In the heat of midsummer the tunnel can be wonderfully cool and damp.  I remember being fascinated when my Uncle who taught Mechanical Engineering at Clemson University would tell us stories about the blue cheese making process that was started in the cool damp environment of the tunnel.  The tunnel is still owned by Clemson University but the cheese is no longer cured there!

As well as Stumphouse Tunnel in South Carolina there are also abandoned tunnels in Northeast Georgia.  In Rabun County there are the Warwoman and Dicks Creek tunnels.  These tunnels were started in 1854 but were abandoned due to lack of money in 1858.  What is most fascinating to us today is that these tunnels of this long abandoned railway system were built entirely with hand tools and human labor.  Many of the laborers were of Irish descent and lived close to the Stumphouse Tunnel in a small town, aptly named Tunnel Town.

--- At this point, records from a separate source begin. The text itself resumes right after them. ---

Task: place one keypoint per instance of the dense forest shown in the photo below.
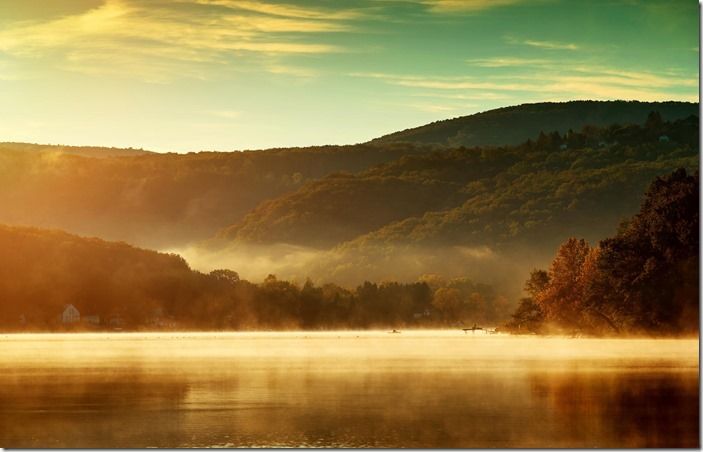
(582, 182)
(644, 280)
(513, 125)
(171, 200)
(117, 286)
(446, 230)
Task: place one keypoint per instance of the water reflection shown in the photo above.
(337, 389)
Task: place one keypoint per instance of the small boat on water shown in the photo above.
(472, 329)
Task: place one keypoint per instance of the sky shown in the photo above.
(190, 75)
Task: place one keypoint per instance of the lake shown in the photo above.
(346, 389)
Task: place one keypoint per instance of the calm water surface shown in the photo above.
(346, 389)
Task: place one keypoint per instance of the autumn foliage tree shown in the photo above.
(643, 280)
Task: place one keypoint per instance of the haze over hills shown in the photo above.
(160, 200)
(401, 206)
(515, 124)
(485, 210)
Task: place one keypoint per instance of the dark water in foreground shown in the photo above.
(351, 389)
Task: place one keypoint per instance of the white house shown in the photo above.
(70, 314)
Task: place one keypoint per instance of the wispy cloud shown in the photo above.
(508, 62)
(541, 44)
(471, 6)
(555, 80)
(152, 39)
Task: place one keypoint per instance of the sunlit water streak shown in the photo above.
(345, 389)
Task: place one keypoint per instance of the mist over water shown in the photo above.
(349, 266)
(372, 388)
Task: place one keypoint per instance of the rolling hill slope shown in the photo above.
(515, 124)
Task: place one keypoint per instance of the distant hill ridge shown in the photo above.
(515, 124)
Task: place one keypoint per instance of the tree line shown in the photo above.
(644, 280)
(116, 285)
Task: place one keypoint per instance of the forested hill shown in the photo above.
(515, 124)
(160, 200)
(532, 194)
(118, 286)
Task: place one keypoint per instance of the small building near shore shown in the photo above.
(92, 319)
(70, 314)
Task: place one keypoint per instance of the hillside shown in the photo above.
(515, 124)
(160, 200)
(118, 286)
(583, 183)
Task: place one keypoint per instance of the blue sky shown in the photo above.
(187, 75)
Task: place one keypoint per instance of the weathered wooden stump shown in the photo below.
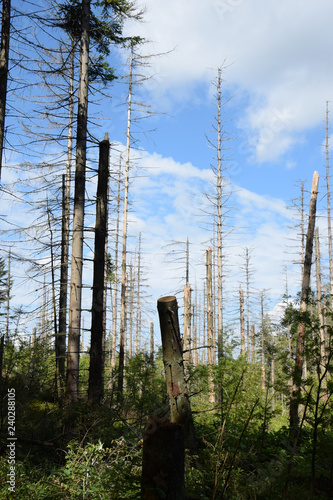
(163, 461)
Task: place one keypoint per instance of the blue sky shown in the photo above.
(278, 75)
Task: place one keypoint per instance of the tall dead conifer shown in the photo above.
(299, 361)
(73, 352)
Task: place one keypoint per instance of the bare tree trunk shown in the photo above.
(8, 298)
(63, 296)
(96, 369)
(322, 361)
(219, 225)
(329, 224)
(263, 369)
(253, 344)
(247, 275)
(138, 300)
(195, 330)
(4, 58)
(73, 353)
(242, 328)
(180, 408)
(115, 294)
(211, 388)
(297, 377)
(123, 257)
(151, 356)
(58, 381)
(187, 326)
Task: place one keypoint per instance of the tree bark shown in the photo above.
(210, 356)
(241, 313)
(73, 353)
(322, 359)
(297, 376)
(96, 369)
(329, 224)
(4, 58)
(123, 255)
(180, 408)
(163, 461)
(66, 182)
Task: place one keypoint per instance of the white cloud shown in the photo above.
(276, 53)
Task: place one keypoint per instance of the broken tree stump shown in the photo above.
(163, 461)
(180, 408)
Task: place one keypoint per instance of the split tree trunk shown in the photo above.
(299, 362)
(4, 58)
(210, 344)
(180, 408)
(73, 353)
(96, 369)
(241, 313)
(66, 192)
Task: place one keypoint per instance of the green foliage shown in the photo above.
(244, 446)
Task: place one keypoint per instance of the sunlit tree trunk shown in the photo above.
(329, 223)
(124, 243)
(73, 352)
(4, 58)
(297, 376)
(96, 369)
(63, 296)
(209, 287)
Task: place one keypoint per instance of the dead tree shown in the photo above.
(209, 290)
(4, 57)
(96, 369)
(73, 353)
(297, 375)
(180, 408)
(163, 460)
(241, 317)
(329, 224)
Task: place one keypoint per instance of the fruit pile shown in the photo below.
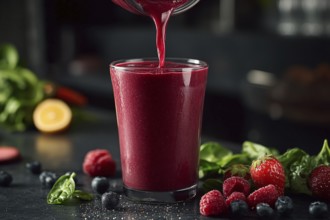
(98, 164)
(261, 187)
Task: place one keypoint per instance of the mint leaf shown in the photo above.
(299, 172)
(62, 190)
(208, 169)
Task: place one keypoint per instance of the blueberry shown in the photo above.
(264, 210)
(318, 209)
(34, 167)
(5, 178)
(284, 205)
(239, 208)
(47, 178)
(100, 184)
(110, 200)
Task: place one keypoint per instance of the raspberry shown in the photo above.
(267, 194)
(235, 196)
(212, 204)
(99, 162)
(235, 184)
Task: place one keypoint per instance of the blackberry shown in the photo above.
(34, 167)
(100, 185)
(5, 178)
(47, 178)
(264, 210)
(110, 200)
(284, 205)
(239, 208)
(318, 209)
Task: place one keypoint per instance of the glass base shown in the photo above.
(161, 197)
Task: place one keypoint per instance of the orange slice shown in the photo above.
(52, 116)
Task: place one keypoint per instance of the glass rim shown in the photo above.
(195, 63)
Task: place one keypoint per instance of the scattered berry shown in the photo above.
(264, 210)
(5, 178)
(236, 184)
(267, 194)
(284, 205)
(318, 209)
(99, 162)
(34, 167)
(319, 182)
(268, 170)
(235, 196)
(100, 185)
(47, 179)
(110, 200)
(239, 208)
(212, 204)
(240, 170)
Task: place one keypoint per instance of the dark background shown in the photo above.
(72, 42)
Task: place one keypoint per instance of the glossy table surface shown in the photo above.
(25, 198)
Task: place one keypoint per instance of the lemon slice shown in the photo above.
(52, 116)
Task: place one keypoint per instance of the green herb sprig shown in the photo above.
(64, 190)
(215, 159)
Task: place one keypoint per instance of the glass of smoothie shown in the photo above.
(159, 116)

Dicks Creek tunnel was finished about half way.  From the west end more of the tunnel was completed and extends 1400 feet into the mountain but because the slope of the tunnel goes downhill it has flooded.  The west end is not accessible to the public due to being located on private property.  The east end of the tunnel is much shorter, only about 59 feet.  The entrance is on Chattahoochee National Forest but is difficult to find.

Close to Warwoman Dell picnic area in Clayton you can find the east end of the Warwoman tunnel but the entrance was closed off by landslides and has not been reopened. There is still evidence of the old railway bed at Warwoman Dell.  The west end of the Warwoman tunnel was lost during road construction and grading many years ago.

If you are interested in bringing the past to life there are many reminders of the abandoned Blue Ridge or Black Diamond Railway in Rabun County.  The history is reflected in road names such as Black Diamond Road in the Warwoman Community or in the remains of the 30 to 40 foot tall stacked stone abutment on Warwoman Creek which was built to support a section of what could possibly have been one of the most scenic railways in the Southeastern United States.